Possiamo fare molto per cambiare le cose. Credo che, in primis, occorra valorizzare la storia del popolo ebraico ed equilibrare il rapporto tra identità e memoria. Quindi svincolare il lavoro sull’antisemitismo dall’Olocausto e ancorarlo maggiormente all’antichità della storia ebraica nel suo complesso.
Sviluppare la conoscenza della cultura ebraica, la comune matrice con quella cristiana e gli sviluppi del suo pensiero.
Ma è anche un lavoro individuale, da svolgere su noi stessi. Marco Aurelio scriveva nei “Ricordi” che ciascuna persona, ogni mattina, dovrebbe interrogarsi sul compito più difficile: come esercitare al meglio il mestiere di uomo.
E’ il senso profondo che ha originato il “Giardino dei Giusti”, nato a Milano nel 2003 e ormai diffuso in altre duecento città. Una realtà che vuole insegnare alle persone di ogni nazione e cultura a diventare parte della grande catena dei Giusti che in ogni tempo ed in ogni luogo si assumono una responsabilità per il bene dell’umanità.
I Giardini dei Giusti insegnano alcuni concetti fondamentali con il racconto delle storie migliori degli uomini. La prima è che chi opera per il bene non è mai solo, anche se molto spesso costa fatica e anche incomprensione. Inoltre che essere parte di una rete della bontà infonde non solo coraggio, ma anche la forza di agire assieme agli altri, come sosteneva Baruch Spinoza, quando argomentava del “conatus collettivo” che permette al singolo uomo di superare la sua fragilità.

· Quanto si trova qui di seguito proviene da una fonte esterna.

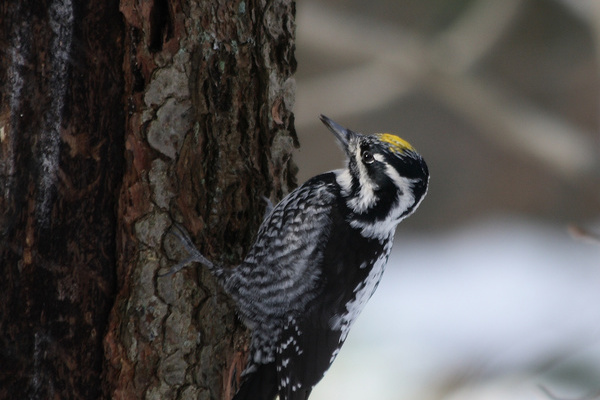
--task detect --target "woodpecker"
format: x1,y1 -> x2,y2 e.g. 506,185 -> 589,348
165,115 -> 429,400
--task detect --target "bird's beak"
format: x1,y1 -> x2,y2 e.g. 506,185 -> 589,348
321,114 -> 356,155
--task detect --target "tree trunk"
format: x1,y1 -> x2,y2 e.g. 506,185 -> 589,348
0,0 -> 297,399
0,0 -> 125,399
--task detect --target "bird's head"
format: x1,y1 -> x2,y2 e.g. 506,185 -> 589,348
321,115 -> 429,236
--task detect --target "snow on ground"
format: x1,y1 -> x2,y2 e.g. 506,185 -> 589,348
311,217 -> 600,400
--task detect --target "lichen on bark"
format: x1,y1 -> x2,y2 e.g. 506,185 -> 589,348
105,0 -> 298,399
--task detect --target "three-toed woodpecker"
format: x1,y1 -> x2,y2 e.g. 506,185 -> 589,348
163,116 -> 429,400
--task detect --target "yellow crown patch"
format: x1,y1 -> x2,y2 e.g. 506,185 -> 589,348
376,133 -> 415,153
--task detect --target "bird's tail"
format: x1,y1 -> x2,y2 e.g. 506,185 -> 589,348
233,362 -> 277,400
158,223 -> 225,281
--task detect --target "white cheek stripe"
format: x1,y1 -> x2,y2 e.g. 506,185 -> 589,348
349,147 -> 377,213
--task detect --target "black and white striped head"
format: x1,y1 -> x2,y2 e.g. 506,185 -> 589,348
321,115 -> 429,239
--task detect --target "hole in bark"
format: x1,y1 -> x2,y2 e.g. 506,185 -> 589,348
148,0 -> 173,53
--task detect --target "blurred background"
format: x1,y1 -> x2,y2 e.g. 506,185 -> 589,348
294,0 -> 600,400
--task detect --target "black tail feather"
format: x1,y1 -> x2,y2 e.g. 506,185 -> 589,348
233,362 -> 278,400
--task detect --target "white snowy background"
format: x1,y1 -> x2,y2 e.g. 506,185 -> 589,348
294,0 -> 600,400
312,216 -> 600,400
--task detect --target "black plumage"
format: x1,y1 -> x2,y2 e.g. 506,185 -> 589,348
163,117 -> 429,400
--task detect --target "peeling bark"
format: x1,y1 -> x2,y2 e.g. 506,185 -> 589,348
105,0 -> 297,399
0,0 -> 297,399
0,0 -> 124,399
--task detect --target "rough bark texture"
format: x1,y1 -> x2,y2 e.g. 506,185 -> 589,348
0,0 -> 125,399
0,0 -> 297,399
105,0 -> 296,399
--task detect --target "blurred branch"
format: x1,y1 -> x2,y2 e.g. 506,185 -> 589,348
568,225 -> 600,245
296,0 -> 599,179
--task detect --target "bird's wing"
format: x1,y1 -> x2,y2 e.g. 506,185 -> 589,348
225,173 -> 339,325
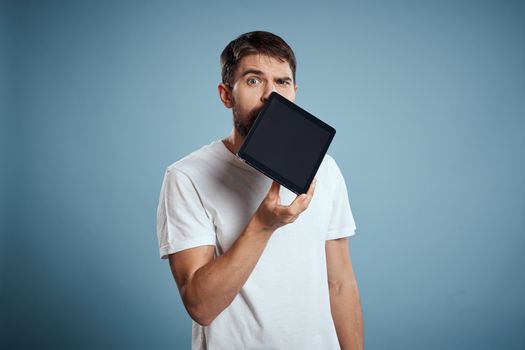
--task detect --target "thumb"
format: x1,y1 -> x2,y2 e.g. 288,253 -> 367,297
267,181 -> 281,201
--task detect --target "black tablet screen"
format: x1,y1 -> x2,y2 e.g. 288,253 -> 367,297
239,93 -> 335,193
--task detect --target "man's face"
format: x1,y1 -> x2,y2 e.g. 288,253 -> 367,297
226,54 -> 297,138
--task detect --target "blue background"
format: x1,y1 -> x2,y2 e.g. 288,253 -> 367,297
0,0 -> 525,349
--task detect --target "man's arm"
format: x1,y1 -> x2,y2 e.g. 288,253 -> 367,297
325,237 -> 363,350
169,182 -> 315,326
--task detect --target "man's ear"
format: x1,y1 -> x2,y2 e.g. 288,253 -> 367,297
217,83 -> 233,108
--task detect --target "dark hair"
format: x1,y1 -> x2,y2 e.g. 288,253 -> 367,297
221,31 -> 297,87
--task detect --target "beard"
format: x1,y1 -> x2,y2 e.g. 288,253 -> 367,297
233,106 -> 262,139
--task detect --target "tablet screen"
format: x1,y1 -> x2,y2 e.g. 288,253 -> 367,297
238,92 -> 335,193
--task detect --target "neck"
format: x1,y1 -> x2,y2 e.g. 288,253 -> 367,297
222,129 -> 244,154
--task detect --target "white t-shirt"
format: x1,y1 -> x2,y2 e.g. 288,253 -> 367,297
157,141 -> 356,350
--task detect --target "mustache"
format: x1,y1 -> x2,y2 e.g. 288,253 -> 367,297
248,107 -> 262,123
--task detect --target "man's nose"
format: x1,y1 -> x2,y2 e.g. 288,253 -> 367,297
261,84 -> 275,103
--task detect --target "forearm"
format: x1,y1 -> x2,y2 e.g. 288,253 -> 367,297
330,280 -> 363,350
183,217 -> 272,325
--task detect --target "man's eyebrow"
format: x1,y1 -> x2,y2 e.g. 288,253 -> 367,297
241,68 -> 293,81
241,68 -> 264,77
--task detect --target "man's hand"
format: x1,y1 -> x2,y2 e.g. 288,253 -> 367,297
169,180 -> 315,326
254,179 -> 317,232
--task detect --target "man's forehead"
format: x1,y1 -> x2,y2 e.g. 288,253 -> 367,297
235,54 -> 292,78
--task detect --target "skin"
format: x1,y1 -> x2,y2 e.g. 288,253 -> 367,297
169,55 -> 363,349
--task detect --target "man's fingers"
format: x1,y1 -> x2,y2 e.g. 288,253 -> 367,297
285,179 -> 317,216
268,181 -> 281,200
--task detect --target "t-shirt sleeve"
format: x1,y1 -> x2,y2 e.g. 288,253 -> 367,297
326,158 -> 356,240
157,168 -> 216,259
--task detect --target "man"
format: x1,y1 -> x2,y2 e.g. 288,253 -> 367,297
157,32 -> 363,350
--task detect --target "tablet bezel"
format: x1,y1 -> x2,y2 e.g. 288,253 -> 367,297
237,91 -> 336,194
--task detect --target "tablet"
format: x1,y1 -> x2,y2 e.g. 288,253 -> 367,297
237,92 -> 335,194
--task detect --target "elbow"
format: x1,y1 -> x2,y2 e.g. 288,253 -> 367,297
186,305 -> 216,327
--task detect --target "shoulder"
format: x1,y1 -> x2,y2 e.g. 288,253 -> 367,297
166,141 -> 220,177
318,153 -> 340,178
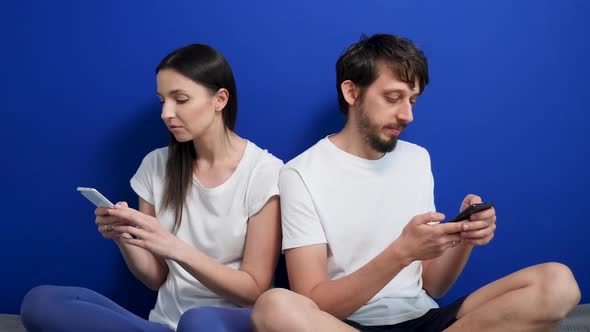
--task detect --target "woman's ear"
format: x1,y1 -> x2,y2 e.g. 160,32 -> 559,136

Elie Wiesel, scrittore ebraico trasferitosi negli Stati Uniti alla fine della guerra, dopo esser stato prigioniero ad Auschwitz, Monowitz e Buchenwald fra il 1944 e il 1945, ha raccontato l’impiccagione di un bambino insieme a due adulti. Narrava che mentre I due adulti già erano morti, la terza corda non era ancora immobile perché il bambino viveva ancora. Lottò fra la vita e la morte per oltre mezz’ora, agonizzando sotto gli occhi degli altri prigionieri. Qualcuno domandò: «Dov’è dunque Dio?». E Wiesel rispose: «Dov’è? Eccolo: è appeso lì, a quella forca…»”.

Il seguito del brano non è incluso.